Kemal Amir yumuşak bir sesle seslendi:
"Atalay."
Atalay, ancak o zaman başını kaldırıp baktı.
"İyi misin oğlum? Biraz dalgın gibisin," dedi Kemal Amir, gözleriyle onu süzerken.
Atalay hafifçe başını salladı.
"İyiyim ben... Siz neden buradasınız? Yoksa Devrim'in durumunda bir değişiklik mi oldu?" diye sordu, telaşla.
Kemal Amir, onun endişeli haline gülümsedi.
"Önce bir sakin ol," dedi. "Devrim uyandı. Normal odaya alacaklardı..." Saatine baktı. "Hatta biz konuşurken hazırlıklar başlamıştır bile."
Devrim'in uyandığını öğrenen Atalay'ın yüzü istemsizce aydınlandı. Kemal Amir, Atalay'ın yüzündeki ifadeyi görünce hafifçe eğlenerek takıldı:
"Böyle 32 diş sırıtmaya devam edersen, herkes anlar Atalay."
Atalay anlık olarak şaşırdı:
"Neyi, amirim?"
Kemal Amir'in gözlerinde eğlenceli bir parıltı vardı:
"Kızımı sevdiğini."
Atalay bir an şok olmuş gibi ona bakıp, kelimeleri toparlamaya çalıştı:
"Siz..."
Ama devamını getiremeden Gökhan belirdi, aceleyle:
"Komutanım, Devrim Komutanım Boran'ı görmek istiyor."
Atalay hızlıca doğruldu:
"Tamam koçum, ararım, hemen getirirler."
O sırada Kemal Amir de ayağa kalktı, Atalay'ın omzuna hafifçe vurup:
"Ben de bir bakayım kızıma," dedi ve gülümseyerek yanlarından ayrıldı.
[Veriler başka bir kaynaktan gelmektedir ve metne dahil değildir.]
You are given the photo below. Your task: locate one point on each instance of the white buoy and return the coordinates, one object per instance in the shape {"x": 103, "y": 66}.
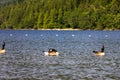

Atalay, bir an bahçede yalnız kalmış gibi durdu, ama yüzünde hâlâ beliren o hafif gülümseme, kalbinin derinliklerindeki mutluluğu ele veriyordu.
Yarım Saat Sonra...
Atalay, Devrim’in yanına Boran ile girmek istediği için onun gelmesini beklemişti; bu sırada neredeyse herkes teker teker Devrim’i görmek için odaya girmişti.
Atalay'ın anne ve babası Boran'ı getirip Atalay'a verdikten sonra Neşe Hanım, Devrim'in durumunu doktorlarla konuşurken, Atalay da Boran'la birlikte Devrim'in odasına girmek için kapıyı tıklattı.
Kapıyı açan Kemal Amir, Boran'ın yanaklarıyla hafifçe oynadıktan sonra dışarı çıktı ve odada yalnızca Devrim, Atalay ve Boran üçlüsünü bırakmıştır.
Atalay ve Devrim'in gözleri buluştu. Atalay, endişeyle hemen sordu:
"İyi misin?"
Devrim hafifçe gülümsedi:
"Sizi gördüm, daha iyi oldum."
Atalay da rahatlayarak gülümsedi ve Boran'ı Devrim'e yaklaştırdı.
Devrim, heyecanla Boran'ı kucağına almak için yeltendiğinde, Atalay hızlıca uyardı:
"Deli misin kızım, daha yeni uyandın!"
Devrim bu söz üzerine dudaklarından kaçan kahkahayı engelleyemedi. O an, odadaki üç kişi arasında oluşan sıcaklık ve neşe, uzun süren endişe ve yorgunluğun yerini almıştı.